Sie stellten fest, dass eine empfindliche, verlässliche und reproduzierbare Quantifizierung von Ziel-DNA erreicht werden konnte, wenn DNA-Fragmente <100 Basenpaare amplifiziert wurden. Größere Mengen von Hintergrund-DNA (1 mg / Probe) beeinträchtigten die Quantifizierung deutlich und führten zu einer Unterschätzung der Menge an Ziel-DNA.
Zwischen bakteriellem Wachstum und rDNA wurde ein eindeutiger Zusammenhang gefunden. Die Zellzahlen konnten jedoch nicht direkt aus den Daten der quantitativen PCR abgeleitet werden, da der zelluläre Genomgehalt mit der Wachstumsphase des Organismus variiert.
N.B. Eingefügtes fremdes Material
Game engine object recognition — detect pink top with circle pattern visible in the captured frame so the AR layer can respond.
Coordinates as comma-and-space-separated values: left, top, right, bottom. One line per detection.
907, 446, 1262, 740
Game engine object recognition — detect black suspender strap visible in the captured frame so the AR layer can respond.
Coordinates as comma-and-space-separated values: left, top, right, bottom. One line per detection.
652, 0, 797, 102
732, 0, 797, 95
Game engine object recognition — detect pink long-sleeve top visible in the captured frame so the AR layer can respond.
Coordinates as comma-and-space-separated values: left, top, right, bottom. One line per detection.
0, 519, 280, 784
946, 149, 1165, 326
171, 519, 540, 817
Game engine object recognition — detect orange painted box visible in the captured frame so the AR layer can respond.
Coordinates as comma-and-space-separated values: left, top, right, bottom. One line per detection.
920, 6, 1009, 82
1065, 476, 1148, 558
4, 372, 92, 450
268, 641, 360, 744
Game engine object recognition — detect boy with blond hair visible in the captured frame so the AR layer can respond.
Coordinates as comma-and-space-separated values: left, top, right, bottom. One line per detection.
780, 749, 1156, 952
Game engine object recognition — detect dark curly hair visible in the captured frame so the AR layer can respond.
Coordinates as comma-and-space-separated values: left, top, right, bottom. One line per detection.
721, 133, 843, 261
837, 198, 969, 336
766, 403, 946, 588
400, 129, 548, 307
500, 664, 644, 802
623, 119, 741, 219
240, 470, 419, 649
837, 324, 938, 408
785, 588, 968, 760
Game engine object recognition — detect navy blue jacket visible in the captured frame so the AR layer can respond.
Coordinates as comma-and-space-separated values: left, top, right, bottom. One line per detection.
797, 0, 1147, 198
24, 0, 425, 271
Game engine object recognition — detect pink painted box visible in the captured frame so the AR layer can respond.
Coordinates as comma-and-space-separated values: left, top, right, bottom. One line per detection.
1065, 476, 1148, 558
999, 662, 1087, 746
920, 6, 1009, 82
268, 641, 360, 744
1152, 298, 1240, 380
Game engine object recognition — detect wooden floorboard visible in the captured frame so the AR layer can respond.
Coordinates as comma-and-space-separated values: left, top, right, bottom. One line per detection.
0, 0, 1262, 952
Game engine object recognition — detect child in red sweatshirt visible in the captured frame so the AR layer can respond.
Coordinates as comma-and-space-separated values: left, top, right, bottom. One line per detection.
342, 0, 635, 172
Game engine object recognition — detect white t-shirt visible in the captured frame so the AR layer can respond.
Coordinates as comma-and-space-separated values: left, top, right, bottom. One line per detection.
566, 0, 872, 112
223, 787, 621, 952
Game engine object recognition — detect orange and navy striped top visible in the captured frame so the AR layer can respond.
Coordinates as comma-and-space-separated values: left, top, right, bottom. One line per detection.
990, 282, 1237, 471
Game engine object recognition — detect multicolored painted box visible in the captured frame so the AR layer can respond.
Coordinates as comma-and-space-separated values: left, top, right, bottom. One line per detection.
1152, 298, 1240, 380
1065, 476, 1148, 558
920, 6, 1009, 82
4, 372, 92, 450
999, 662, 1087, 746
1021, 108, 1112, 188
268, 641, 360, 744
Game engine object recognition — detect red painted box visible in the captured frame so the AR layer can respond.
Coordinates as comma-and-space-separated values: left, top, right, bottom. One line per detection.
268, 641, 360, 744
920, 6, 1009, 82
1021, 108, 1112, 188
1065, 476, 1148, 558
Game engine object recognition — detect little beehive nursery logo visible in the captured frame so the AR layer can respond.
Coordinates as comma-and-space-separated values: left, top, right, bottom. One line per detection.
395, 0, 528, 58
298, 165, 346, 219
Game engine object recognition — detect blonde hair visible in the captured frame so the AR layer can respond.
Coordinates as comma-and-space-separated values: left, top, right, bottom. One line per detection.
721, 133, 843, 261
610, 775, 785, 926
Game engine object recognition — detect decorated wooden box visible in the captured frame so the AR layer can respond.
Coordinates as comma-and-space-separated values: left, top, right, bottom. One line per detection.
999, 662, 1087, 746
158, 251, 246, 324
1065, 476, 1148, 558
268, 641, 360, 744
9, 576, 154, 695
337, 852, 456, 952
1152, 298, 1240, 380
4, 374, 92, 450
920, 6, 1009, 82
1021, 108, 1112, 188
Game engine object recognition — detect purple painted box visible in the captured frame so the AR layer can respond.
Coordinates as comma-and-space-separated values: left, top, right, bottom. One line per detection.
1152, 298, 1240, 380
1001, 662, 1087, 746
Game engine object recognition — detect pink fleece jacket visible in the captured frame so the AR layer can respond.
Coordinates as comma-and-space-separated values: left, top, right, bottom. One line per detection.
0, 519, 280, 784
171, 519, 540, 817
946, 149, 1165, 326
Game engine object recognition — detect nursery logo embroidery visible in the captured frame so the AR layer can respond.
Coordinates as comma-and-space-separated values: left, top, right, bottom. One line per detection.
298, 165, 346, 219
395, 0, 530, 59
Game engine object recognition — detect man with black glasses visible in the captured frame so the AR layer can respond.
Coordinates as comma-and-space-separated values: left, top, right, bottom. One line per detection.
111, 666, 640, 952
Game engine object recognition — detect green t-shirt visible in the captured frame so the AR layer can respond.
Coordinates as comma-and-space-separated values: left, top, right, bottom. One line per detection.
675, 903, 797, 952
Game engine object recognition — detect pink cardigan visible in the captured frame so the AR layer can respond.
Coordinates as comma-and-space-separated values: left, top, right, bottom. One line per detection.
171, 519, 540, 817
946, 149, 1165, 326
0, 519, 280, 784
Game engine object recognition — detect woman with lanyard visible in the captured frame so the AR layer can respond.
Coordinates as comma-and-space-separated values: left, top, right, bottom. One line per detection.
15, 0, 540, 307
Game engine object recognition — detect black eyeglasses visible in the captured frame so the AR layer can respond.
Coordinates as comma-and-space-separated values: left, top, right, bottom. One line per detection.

Bei Escherichia coli variierten die Zellzahlen, die einer bestimmten Anzahl von rDNA-Zielen zugeordnet werden konnten, je nach Wachstumsphase der (batch)Kulturen in einem noch akzeptablen Umfang. Die Korrelation zwischen Ziel-Gen und Zellzahl in Beziehung zum Wachstumsverhalten muss für jedes neu entworfene Detektionssystem und seinen Ziel-Organismus bestimmt werden.
Die einzigen Nukleinsäurensondentechniken, die zur Zeit eine direkte Kombination von Identifizierung und Quantifizierung von Zellzahlen ermöglichen, sind in situ Zellhybridisierung und in situ Koloniehybridisierung. Aber auch diese Techniken hängen vom physiologischen Zustand der Ziel-Organismen ab (Gehalt an Ribosomen).
Korrekte Zellzahlen lassen sich mit quantitativer PCR somit nicht ermitteln. Sie ermöglicht jedoch schnelle worst case – Analysen des mikrobiologischen Zustands einer Probe. In vielen Fällen kann auch das Vermehrungspotential eines Ziel-Organismus in einer Probe damit schnell bestimmt werden.